In 2020, Stop AAPI Hate received 2.3 times more reports of violence against women than men. Time magazine reports Asian women have experienced decades of fetishization, rooted in the objectification and hypersexualization they experienced during their initial immigration to the U.S. in the late 19th century. 

The New York Times reported the gunman at the March 16 Atlanta shootings admitted he targeted Asian massage parlors to eliminate his “temptations.” Eight people, six of whom were Asian women, were killed in the shooting. In conversations about the shooting on social media, Cheng said she continued to see posts fetishing Asian women. She said the media she sees about other Asian women influences her perception of herself.

“I sort of see myself as though I’m an object in other people’s eyes,” Cheng said. “Is that all I am? Am I just an object for them to fetishize? ”

Tony K. Vo, assistant director of the Center for Asian American Studies, said society deemed Asian American populations as the “model minority” in the 1960s in response to the Civil Rights Movement led by Black Americans. He said this myth was fabricated to drive a wedge between Asian Americans and other marginalized groups.

Now, as reports of violence against Asian American and Pacific Islanders grow, Vo said he sees the protections afforded to the AAPI community under notions of the model minority myth fading.

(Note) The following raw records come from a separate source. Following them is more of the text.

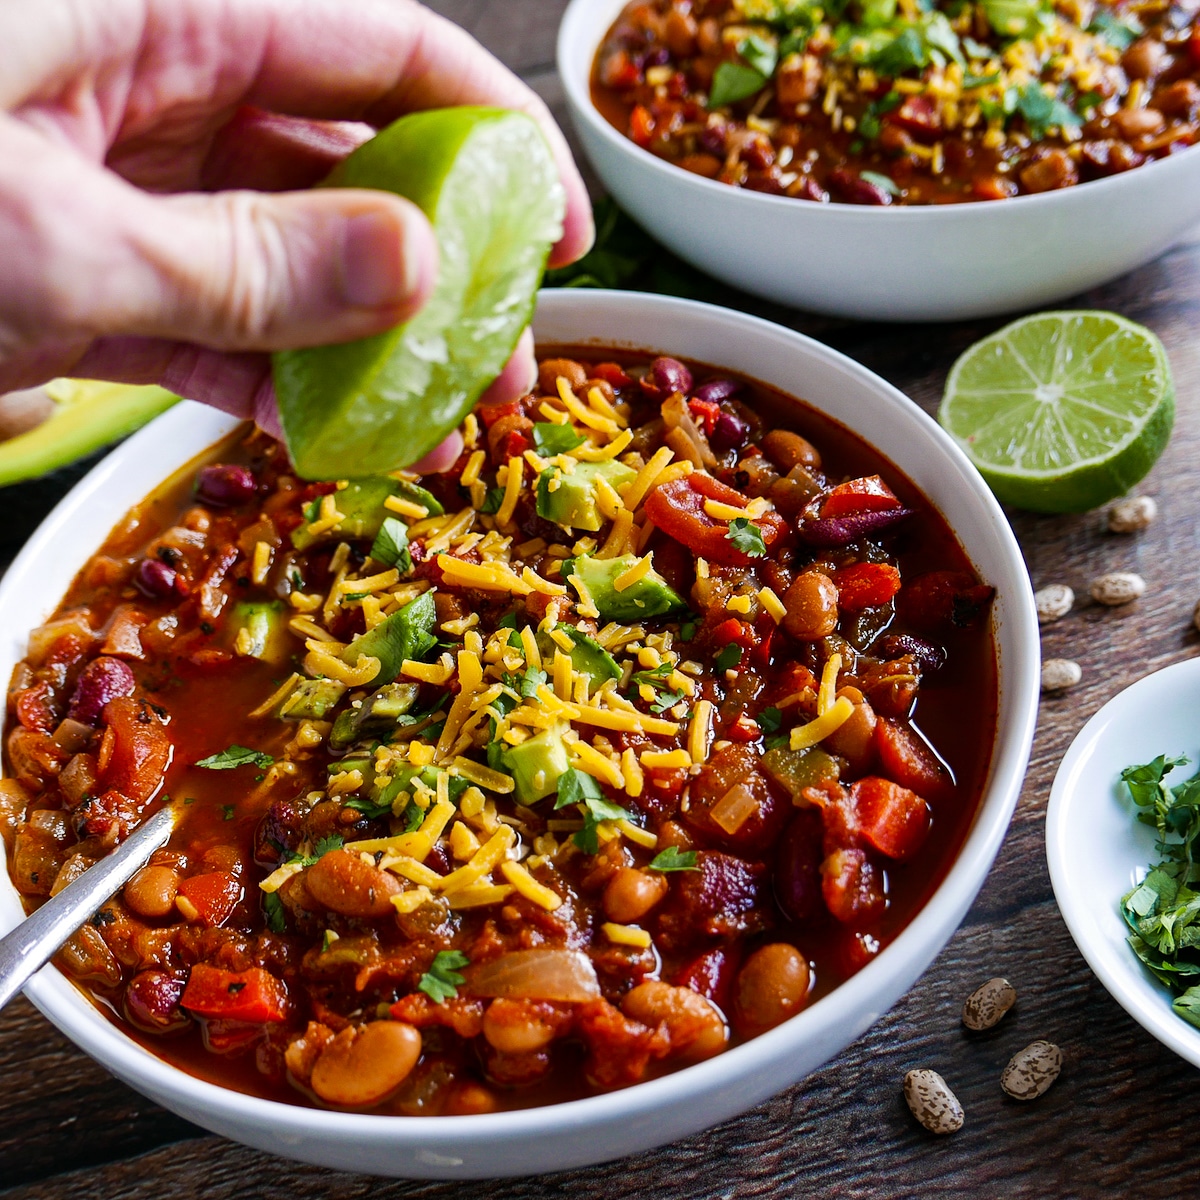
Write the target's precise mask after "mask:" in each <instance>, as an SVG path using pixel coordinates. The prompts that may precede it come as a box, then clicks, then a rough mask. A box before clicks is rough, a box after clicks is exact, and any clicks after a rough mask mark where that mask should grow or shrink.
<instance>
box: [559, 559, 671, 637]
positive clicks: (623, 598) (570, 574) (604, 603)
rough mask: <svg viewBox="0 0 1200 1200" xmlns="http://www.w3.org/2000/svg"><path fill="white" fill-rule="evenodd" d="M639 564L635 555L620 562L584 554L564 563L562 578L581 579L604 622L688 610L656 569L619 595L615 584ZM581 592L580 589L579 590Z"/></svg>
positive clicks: (653, 569)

“A lot of (Asians) were like, ‘If I was just a good person, did my part, paid my taxes, kept my head down … as I moved through America, no one (would) bother with me,’” Vo said. “Now none of us feel that way. We’re all anxious.”

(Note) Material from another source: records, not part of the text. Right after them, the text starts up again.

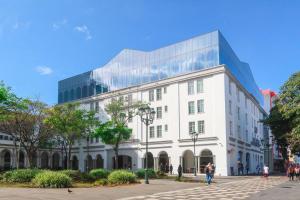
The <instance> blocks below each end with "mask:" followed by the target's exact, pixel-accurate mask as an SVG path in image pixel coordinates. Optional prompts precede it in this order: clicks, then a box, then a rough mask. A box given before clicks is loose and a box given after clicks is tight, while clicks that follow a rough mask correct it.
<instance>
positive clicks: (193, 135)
mask: <svg viewBox="0 0 300 200" xmlns="http://www.w3.org/2000/svg"><path fill="white" fill-rule="evenodd" d="M190 135H191V137H192V141H193V142H194V175H195V176H197V170H196V141H197V140H198V135H199V134H198V133H196V131H193V132H192V133H191V134H190Z"/></svg>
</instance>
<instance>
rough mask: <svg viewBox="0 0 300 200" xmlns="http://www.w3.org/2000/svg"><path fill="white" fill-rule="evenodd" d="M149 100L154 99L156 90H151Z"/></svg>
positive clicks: (153, 100) (151, 99)
mask: <svg viewBox="0 0 300 200" xmlns="http://www.w3.org/2000/svg"><path fill="white" fill-rule="evenodd" d="M149 101H154V90H149Z"/></svg>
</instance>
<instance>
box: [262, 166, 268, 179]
mask: <svg viewBox="0 0 300 200" xmlns="http://www.w3.org/2000/svg"><path fill="white" fill-rule="evenodd" d="M263 176H264V177H266V178H268V176H269V167H268V166H267V165H264V171H263Z"/></svg>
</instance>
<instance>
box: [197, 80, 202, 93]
mask: <svg viewBox="0 0 300 200" xmlns="http://www.w3.org/2000/svg"><path fill="white" fill-rule="evenodd" d="M197 93H203V79H198V80H197Z"/></svg>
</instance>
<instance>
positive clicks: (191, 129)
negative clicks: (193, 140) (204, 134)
mask: <svg viewBox="0 0 300 200" xmlns="http://www.w3.org/2000/svg"><path fill="white" fill-rule="evenodd" d="M193 132H195V122H189V133H190V134H191V133H193Z"/></svg>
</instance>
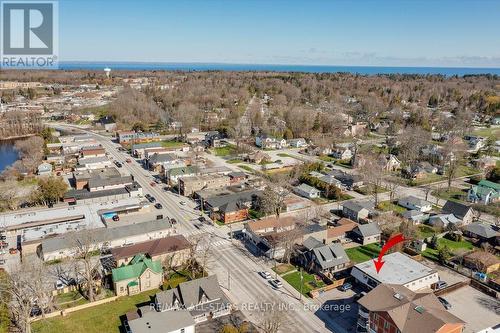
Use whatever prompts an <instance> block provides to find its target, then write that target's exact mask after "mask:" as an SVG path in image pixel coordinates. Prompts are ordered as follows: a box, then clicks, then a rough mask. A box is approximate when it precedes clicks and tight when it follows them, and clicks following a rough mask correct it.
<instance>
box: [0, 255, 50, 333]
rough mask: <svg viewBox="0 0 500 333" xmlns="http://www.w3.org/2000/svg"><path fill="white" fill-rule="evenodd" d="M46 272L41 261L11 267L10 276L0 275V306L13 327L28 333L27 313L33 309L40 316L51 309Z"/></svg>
mask: <svg viewBox="0 0 500 333" xmlns="http://www.w3.org/2000/svg"><path fill="white" fill-rule="evenodd" d="M47 276H48V275H47V271H46V268H45V266H44V265H43V263H42V262H41V261H38V260H24V261H23V262H22V263H21V264H19V265H16V266H14V268H13V269H12V270H11V271H10V274H9V275H7V274H0V303H3V304H4V305H5V306H6V307H7V308H8V309H9V312H10V314H11V320H12V322H13V324H14V325H15V326H16V328H17V329H18V330H19V331H20V332H23V333H30V332H31V318H30V316H31V314H32V311H33V309H34V308H36V309H38V310H39V311H40V313H41V315H42V316H44V315H45V314H46V313H47V312H48V311H50V310H51V309H52V307H53V296H52V293H51V289H50V281H48V280H47Z"/></svg>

As a Vietnamese Muslim woman, Thai said the Atlanta shooting felt reminiscent of other hate crimes against her religious community, such as the Christchurch shooting in New Zealand, which killed over 50 Muslims in March 2019.

“I am a part of so many groups that face such discrimination and hatred and violence on a daily basis that it feels kind of hopeless at times,” Thai said.

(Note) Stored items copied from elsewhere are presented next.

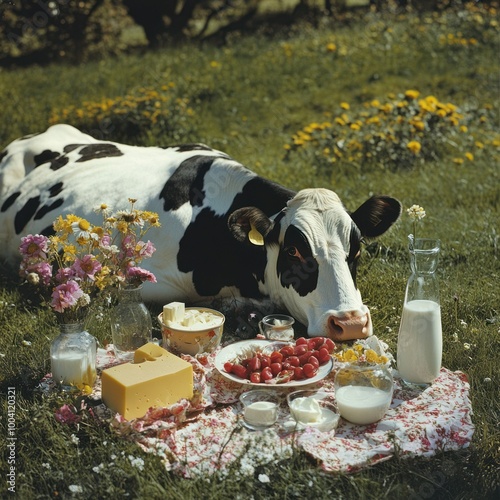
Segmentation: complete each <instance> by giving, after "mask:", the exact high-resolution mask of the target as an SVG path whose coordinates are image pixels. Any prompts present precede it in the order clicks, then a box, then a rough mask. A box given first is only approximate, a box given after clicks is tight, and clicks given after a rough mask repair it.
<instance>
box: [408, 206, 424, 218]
mask: <svg viewBox="0 0 500 500" xmlns="http://www.w3.org/2000/svg"><path fill="white" fill-rule="evenodd" d="M406 213H407V214H408V215H409V216H410V218H411V219H413V220H415V221H417V220H421V219H423V218H424V217H425V210H424V209H423V208H422V207H421V206H420V205H412V206H411V207H410V208H408V209H407V210H406Z"/></svg>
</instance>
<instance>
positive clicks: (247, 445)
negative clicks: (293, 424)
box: [91, 347, 474, 478]
mask: <svg viewBox="0 0 500 500" xmlns="http://www.w3.org/2000/svg"><path fill="white" fill-rule="evenodd" d="M215 355H216V353H214V354H211V355H208V356H202V357H199V358H198V359H195V358H192V357H190V356H186V357H185V359H186V360H188V361H190V362H191V363H192V364H193V368H194V374H195V397H194V398H193V400H191V401H188V400H181V401H180V402H179V403H177V404H176V405H173V406H171V407H170V408H168V409H167V408H160V409H151V410H150V411H149V412H148V413H147V414H146V415H145V417H144V418H140V419H135V420H132V421H127V420H125V419H123V418H122V417H121V416H120V415H118V414H116V415H112V416H111V419H112V426H113V428H114V430H115V431H116V432H117V433H118V434H119V435H122V436H127V437H128V438H130V439H133V440H135V441H136V442H137V443H138V444H139V445H140V446H141V447H142V448H143V449H144V450H145V451H147V452H150V453H155V454H157V455H159V456H160V457H161V458H162V459H163V461H164V464H165V467H166V469H167V470H169V471H173V472H175V473H177V474H179V475H181V476H184V477H187V478H191V477H196V476H200V475H207V474H213V473H215V472H218V473H220V474H222V475H224V474H225V472H226V471H227V470H228V468H229V466H236V467H237V468H238V469H237V470H238V471H239V473H240V474H241V475H247V474H253V473H254V472H255V470H256V468H257V467H258V466H260V465H265V464H269V463H276V462H278V461H280V460H284V459H286V458H287V457H290V456H291V455H292V453H293V452H294V450H295V449H297V448H298V449H302V450H304V451H305V452H306V453H308V454H309V455H311V456H312V457H313V458H315V459H316V461H317V463H318V464H319V466H320V467H321V468H322V469H323V470H325V471H328V472H354V471H357V470H360V469H362V468H364V467H367V466H370V465H372V464H375V463H377V462H380V461H383V460H387V459H390V458H391V456H392V455H393V454H394V453H395V452H396V451H397V453H398V454H399V455H400V456H407V457H412V456H431V455H433V454H435V453H436V452H438V451H440V452H441V451H449V450H458V449H460V448H464V447H467V446H468V445H469V444H470V441H471V439H472V434H473V432H474V426H473V424H472V421H471V414H472V408H471V404H470V400H469V383H468V381H467V377H466V375H465V374H464V373H462V372H458V371H457V372H452V371H450V370H447V369H446V368H443V369H442V370H441V373H440V375H439V377H438V378H437V379H436V380H435V381H434V382H433V384H432V385H431V386H429V387H428V388H426V389H425V390H424V389H409V388H406V387H404V386H402V384H401V381H400V379H399V377H398V374H397V371H395V370H394V371H393V374H394V380H395V382H394V384H395V386H394V396H393V401H392V404H391V408H390V409H389V410H388V412H387V413H386V415H385V416H384V418H383V419H382V420H380V421H379V422H377V423H375V424H371V425H354V424H350V423H349V422H347V421H345V420H343V419H341V420H340V423H339V426H338V428H337V429H336V430H335V431H334V432H333V431H332V432H321V431H319V430H317V429H314V428H306V429H303V430H300V431H298V430H296V429H295V427H294V426H290V416H289V414H288V410H287V406H286V399H285V397H286V394H287V392H289V391H290V389H286V388H282V389H280V391H281V392H282V394H283V403H282V405H281V410H280V411H281V415H280V418H279V420H278V424H277V425H276V426H275V427H273V428H271V429H267V430H266V431H260V432H255V431H249V430H247V429H246V428H245V427H244V426H243V425H242V424H241V413H242V407H241V404H240V403H239V401H238V397H239V395H240V394H241V392H242V391H243V390H246V388H244V387H243V386H241V385H240V384H237V383H234V382H232V381H229V380H227V379H225V378H224V377H223V376H222V375H221V374H220V373H219V372H218V371H217V370H216V368H215V367H214V360H215ZM114 363H116V361H115V360H114V358H113V355H112V349H111V348H109V347H108V350H107V351H103V350H100V351H99V356H98V364H99V365H100V367H105V366H109V365H112V364H114ZM334 374H335V368H334V371H332V372H331V373H330V374H329V375H328V376H327V377H326V378H325V379H324V380H323V381H321V382H319V383H317V384H315V386H314V387H315V388H316V387H317V388H322V390H324V391H332V392H334V386H333V378H334ZM91 397H93V398H94V399H97V400H98V399H99V398H100V387H99V383H98V384H97V385H96V387H95V388H94V392H93V394H92V395H91Z"/></svg>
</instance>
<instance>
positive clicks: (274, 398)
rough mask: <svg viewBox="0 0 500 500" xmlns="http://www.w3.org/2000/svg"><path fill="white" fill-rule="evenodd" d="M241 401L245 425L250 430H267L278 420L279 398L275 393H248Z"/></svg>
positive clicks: (242, 394) (264, 391) (254, 392)
mask: <svg viewBox="0 0 500 500" xmlns="http://www.w3.org/2000/svg"><path fill="white" fill-rule="evenodd" d="M240 401H241V403H242V404H243V424H244V425H245V427H247V428H248V429H250V430H253V431H259V430H263V429H267V428H268V427H272V426H273V425H274V424H275V423H276V421H277V420H278V406H279V398H278V396H277V394H276V393H275V392H274V391H269V390H265V389H257V390H252V391H247V392H244V393H243V394H242V395H241V396H240Z"/></svg>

Vo said the University should invest in their Asian students by building an inclusive Asian community on campus and hire more Asian staff and faculty. Currently about 20.2% of UT’s student population is Asian, only 11% of professors and 7.43% of staff are Asian. Five percent of Texans and 8% of people in Austin are Asian. 

Chemistry junior Grace Liu said this gap makes her feel underrepresented in the classroom. She said she’s more likely to speak up in classes with Asian professors rather than white professors.

“I’ve had a couple of Asian professors, and I’ve been very interactive with (them),” Liu said. “I feel more motivated to go to their office hours and try to strike a conversation with them. I tend to be quiet in classes that are led by white male professors as opposed to professors of color or Asian professors.”

Thai said she feels frustrated seeing people outside the AAPI community shocked about recent AAPI violence, when she has personally been affected by news of the violence her entire life. The calls to end violence come in waves, she said, and she’s afraid this wave of activism will fade like the ones before it.

“Our experiences are minimized,” Vo said. “It took an entire year of violence and hate language toward Asian Americans for the nation to address the issue and convey care to our community.”

Liu said she feels more comfortable talking about racism with her fellow AAPI peers, but she encourages non-AAPI students to attend university workshops to continue the conversation about ending violence toward the AAPI community.

“Racism directed toward us is something that we can all relate to, but at the same time, being able to understand each other and empathize with each other strengthens that bond among all of us,” Liu said. “Even though it’s painful, it’s definitely something that should be talked about.”

As a community facing violence, Thai said many in the Asian community want one thing: to exist safely without fear of violence.

“I shouldn’t have to tell people that I deserve to exist safely, no matter what I identify as,” Thai said. “Everybody just wants to feel safe. Everybody just wants to feel like they’re being who they are isn’t going to put them in danger.”